Talk to a handful of writers about what they've done, are doing and how many books they've sold as a result and you'll discover that there are a lot of uneducated, lazy writers out there who feel it's up to a publisher to sell the book.
They're wrong. Authors need to think of their publishers as their business partners. Or even as a coach. A partner or coach can only assist you so far; you still have to do some of the work and carry your fair share of responsibility. Then you can both celebrate your success.
I wandered over to Karen's blog and wasn't surprised to see she'd blogged about this. Hey, look what I'm doing. Book marketing, or lack thereof, is an important topic--and it's my livelihood, as an author and a book marketing coach.
Here's the comment I left on Karen's blog:
ALL of Karen’s authors should “die trying”. You should all realize how fortunate you are to have a publisher who took a risk on you and your book and then did all the things she does to promote it. Many authors with other publishers are lucky to get even half of what she offers.For those authors who still haven't figured this out, I suggest you check out Karen Syed's blog post You've Got to be Kidding!

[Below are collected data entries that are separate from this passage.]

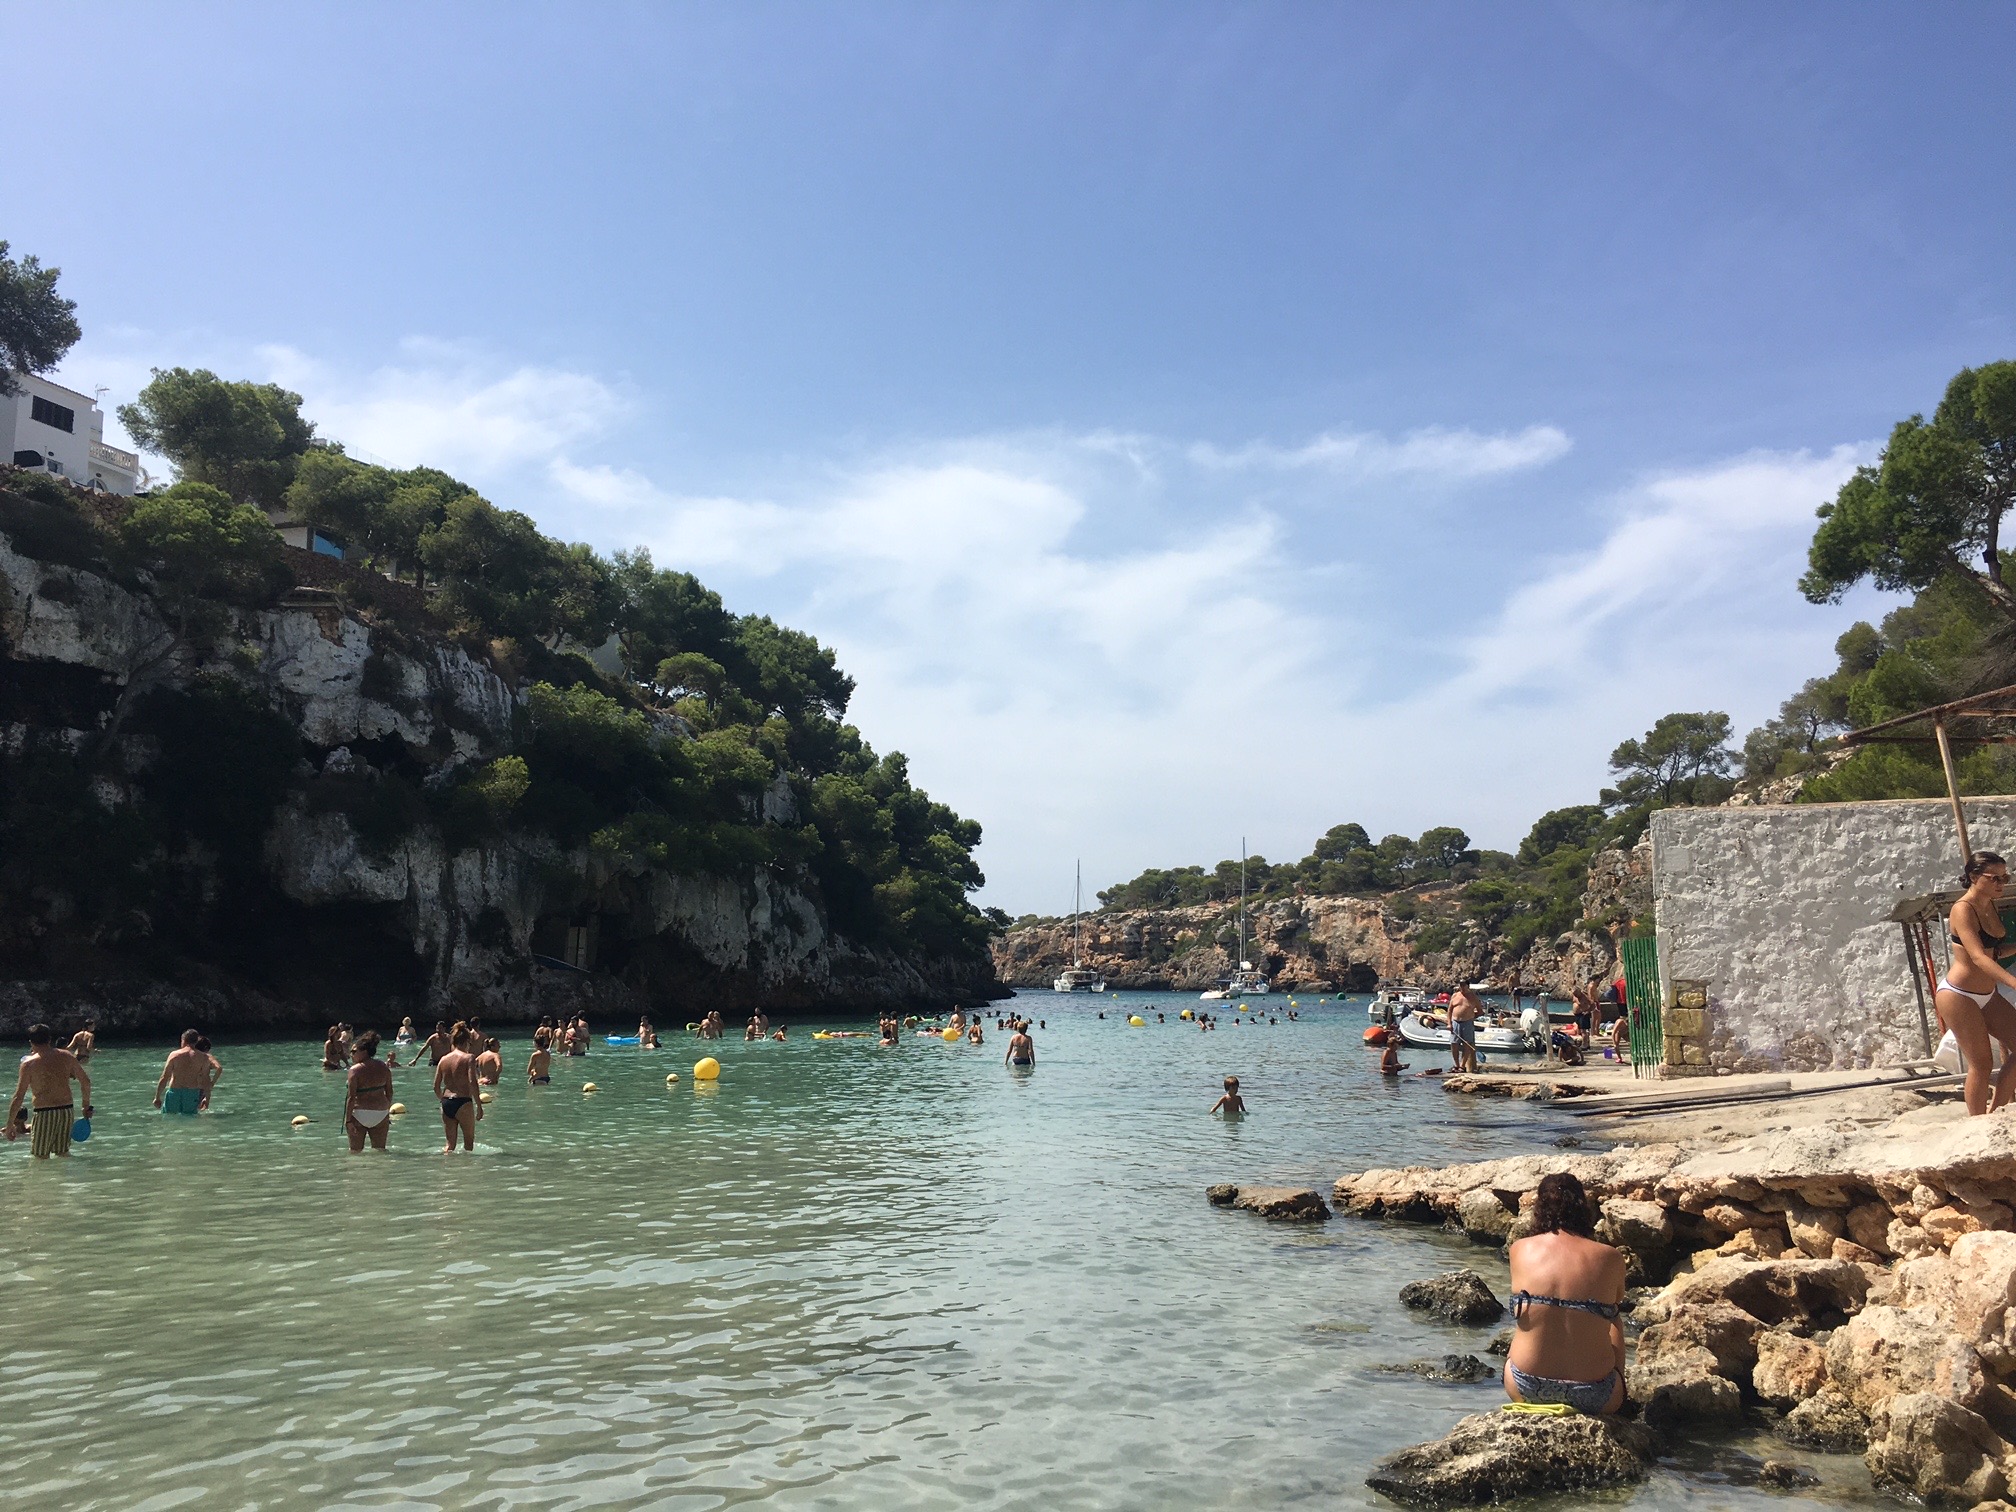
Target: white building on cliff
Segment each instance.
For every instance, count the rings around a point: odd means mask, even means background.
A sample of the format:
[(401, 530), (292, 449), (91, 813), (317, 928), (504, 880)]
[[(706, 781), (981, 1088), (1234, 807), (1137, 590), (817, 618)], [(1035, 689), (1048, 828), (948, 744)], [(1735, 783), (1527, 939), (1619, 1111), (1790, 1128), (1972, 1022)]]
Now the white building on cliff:
[(32, 373), (14, 374), (14, 383), (20, 392), (0, 396), (0, 457), (80, 488), (131, 494), (140, 487), (140, 459), (105, 444), (96, 399)]

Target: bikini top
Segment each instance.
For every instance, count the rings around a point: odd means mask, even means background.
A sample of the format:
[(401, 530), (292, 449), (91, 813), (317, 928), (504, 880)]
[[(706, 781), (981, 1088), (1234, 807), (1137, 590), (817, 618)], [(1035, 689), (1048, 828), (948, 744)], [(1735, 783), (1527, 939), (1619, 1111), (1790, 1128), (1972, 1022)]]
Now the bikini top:
[(1615, 1323), (1620, 1306), (1616, 1302), (1587, 1302), (1579, 1297), (1543, 1297), (1527, 1291), (1512, 1293), (1512, 1316), (1515, 1318), (1524, 1317), (1529, 1307), (1565, 1307), (1573, 1312), (1593, 1313)]

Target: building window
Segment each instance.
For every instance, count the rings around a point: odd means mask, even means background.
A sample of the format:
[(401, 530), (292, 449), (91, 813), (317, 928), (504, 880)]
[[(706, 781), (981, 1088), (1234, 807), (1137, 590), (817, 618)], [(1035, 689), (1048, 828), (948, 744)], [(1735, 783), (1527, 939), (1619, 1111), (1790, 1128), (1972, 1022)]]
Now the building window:
[(60, 431), (77, 429), (77, 411), (60, 404), (51, 404), (40, 394), (37, 394), (35, 402), (28, 406), (28, 418), (39, 420), (44, 425), (53, 425)]

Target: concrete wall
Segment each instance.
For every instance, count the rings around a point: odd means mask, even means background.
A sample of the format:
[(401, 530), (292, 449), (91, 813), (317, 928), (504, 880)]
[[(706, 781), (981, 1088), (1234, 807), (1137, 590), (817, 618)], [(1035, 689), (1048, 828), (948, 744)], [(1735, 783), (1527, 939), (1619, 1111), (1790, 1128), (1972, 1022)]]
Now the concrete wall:
[[(1975, 849), (2016, 855), (2016, 798), (1966, 810)], [(1959, 880), (1944, 799), (1663, 809), (1652, 816), (1660, 980), (1670, 998), (1674, 978), (1707, 979), (1717, 1066), (1916, 1059), (1917, 999), (1887, 916)]]

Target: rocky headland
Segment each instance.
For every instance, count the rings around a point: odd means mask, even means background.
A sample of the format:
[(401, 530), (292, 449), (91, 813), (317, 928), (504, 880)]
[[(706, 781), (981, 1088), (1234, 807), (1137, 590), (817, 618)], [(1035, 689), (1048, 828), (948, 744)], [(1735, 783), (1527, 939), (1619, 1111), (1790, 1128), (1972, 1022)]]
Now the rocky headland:
[[(1583, 917), (1617, 920), (1649, 910), (1651, 847), (1602, 850), (1589, 862)], [(1381, 981), (1447, 985), (1488, 978), (1517, 980), (1563, 996), (1616, 968), (1616, 942), (1605, 929), (1580, 928), (1523, 951), (1503, 939), (1451, 947), (1428, 920), (1459, 884), (1428, 884), (1367, 896), (1298, 894), (1247, 909), (1247, 958), (1289, 992), (1367, 992)], [(994, 969), (1012, 987), (1047, 987), (1071, 964), (1072, 924), (1047, 919), (1011, 929), (994, 943)], [(1080, 959), (1122, 991), (1202, 991), (1237, 964), (1238, 906), (1116, 909), (1080, 922)]]
[[(689, 826), (711, 853), (669, 824), (614, 843), (513, 822), (527, 768), (500, 758), (532, 739), (528, 663), (592, 683), (582, 658), (449, 633), (418, 588), (301, 551), (291, 587), (200, 605), (192, 633), (67, 501), (0, 502), (0, 1033), (1001, 995), (977, 942), (850, 937), (805, 866), (755, 859), (817, 849), (809, 780), (782, 763)], [(700, 738), (673, 711), (604, 708), (570, 738), (615, 754), (580, 755), (577, 787)]]

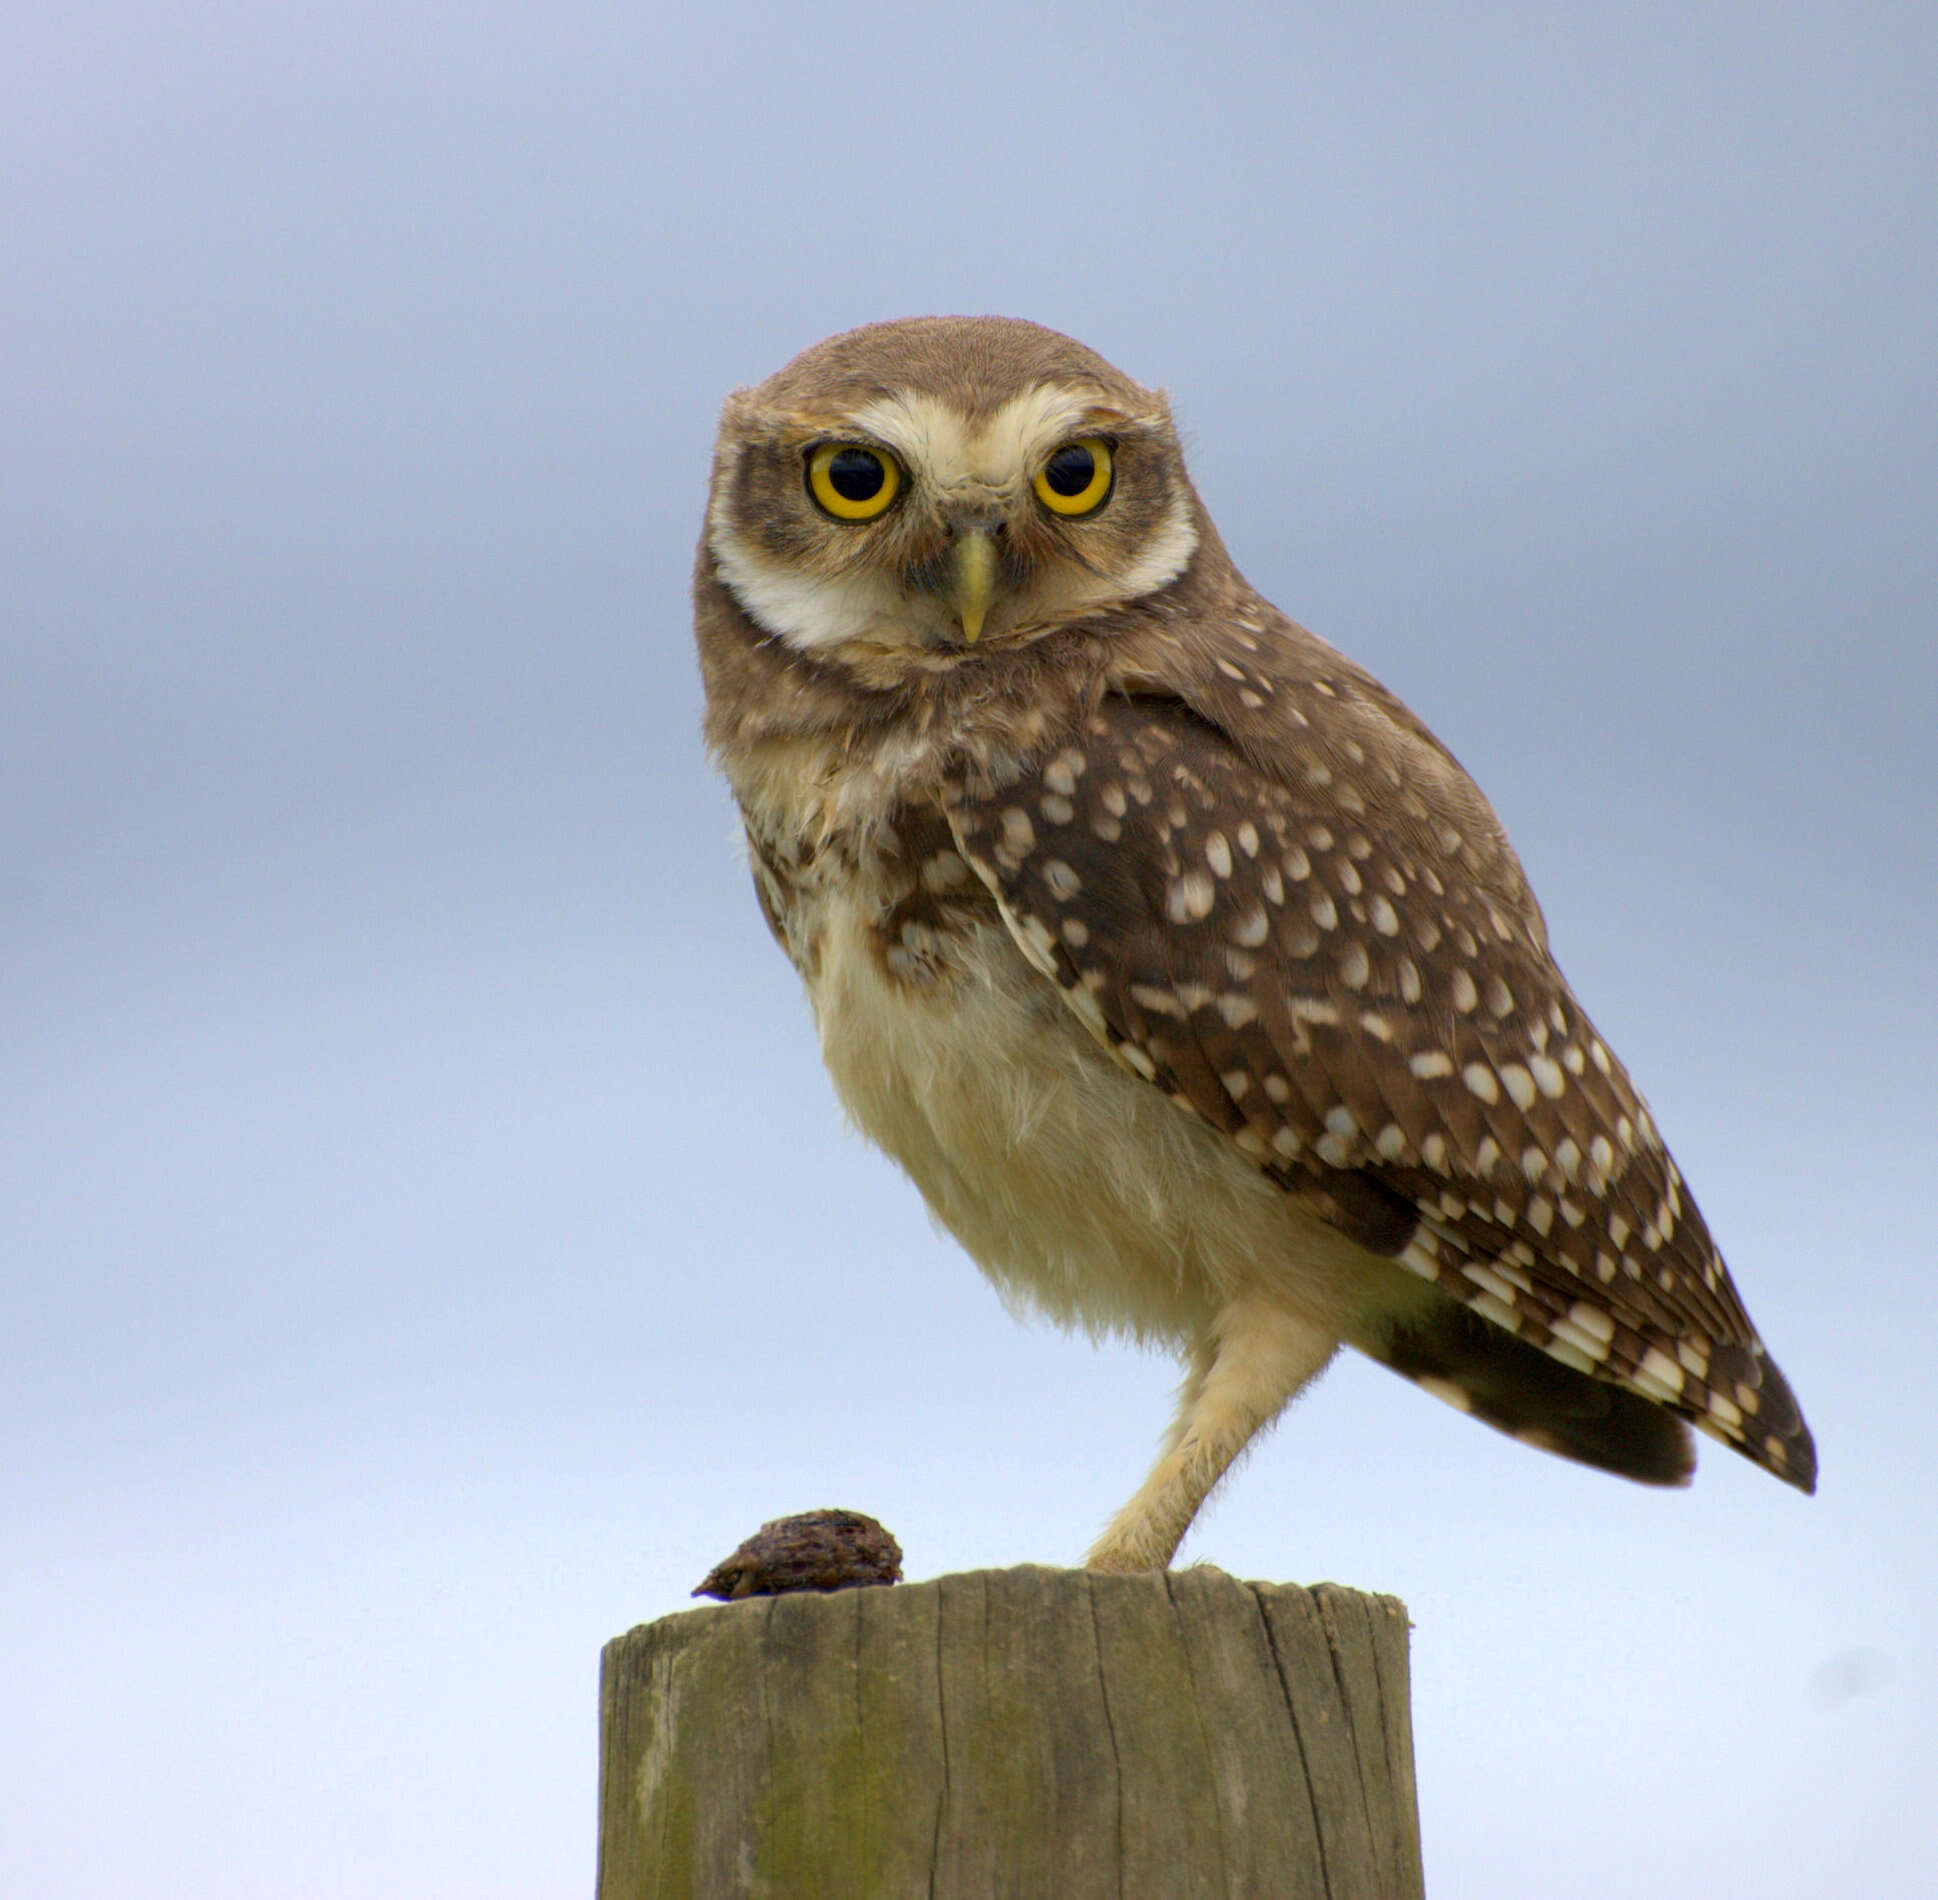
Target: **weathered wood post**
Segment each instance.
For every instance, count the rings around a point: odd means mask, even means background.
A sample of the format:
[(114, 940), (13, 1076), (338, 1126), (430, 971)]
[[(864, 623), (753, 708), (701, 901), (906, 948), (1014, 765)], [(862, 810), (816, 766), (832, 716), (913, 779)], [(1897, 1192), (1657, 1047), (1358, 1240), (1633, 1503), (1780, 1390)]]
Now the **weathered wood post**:
[(1407, 1618), (986, 1570), (606, 1646), (598, 1900), (1418, 1900)]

As an author who has shamelessly promoted her books everywhere I go, I can tell you Karen is right. It’s YOUR book! If you haven’t got the time, money, energy or interest to promote your “baby” and your possible future as a career author, then why should she?
Please note: I’m not one of Karen’s authors. I’ve never met her. I don’t even know if I know any of her authors. But I can tell you from experience and from working with other authors as a marketing coach, her experiences are common.
Too many authors are either uneducated about the book industry or they’re too lazy to market their own work or they’re too lazy to learn or they’re just not interested in writing as a career.
As the former creator and organizer of Authors’ Row, a multi-author event that no longer exists, I can assure you I’ve seen and heard it all. All the excuses why you can’t or won’t market your book. I’ve watched authors read their own books at signings and completely ignore potential fans.
Connect! That is a hugely rewarding part of signings and events–meeting people. Hand out bookmarks or promo items. Have a draw for a gift basket. SMILE!
Sorry, but if all you want is a book published so you can sell a handful (or 100 in a year) to your family and friends, then self-publish it.
When a publisher takes on the risk, especially financially, they have the right to certain expectations. That you’ll market your book is one of them.
If you don’t know how to market your book, learn.
If you don’t WANT to market your book, step aside, so that those of us who will “die trying” can have a chance with your publisher.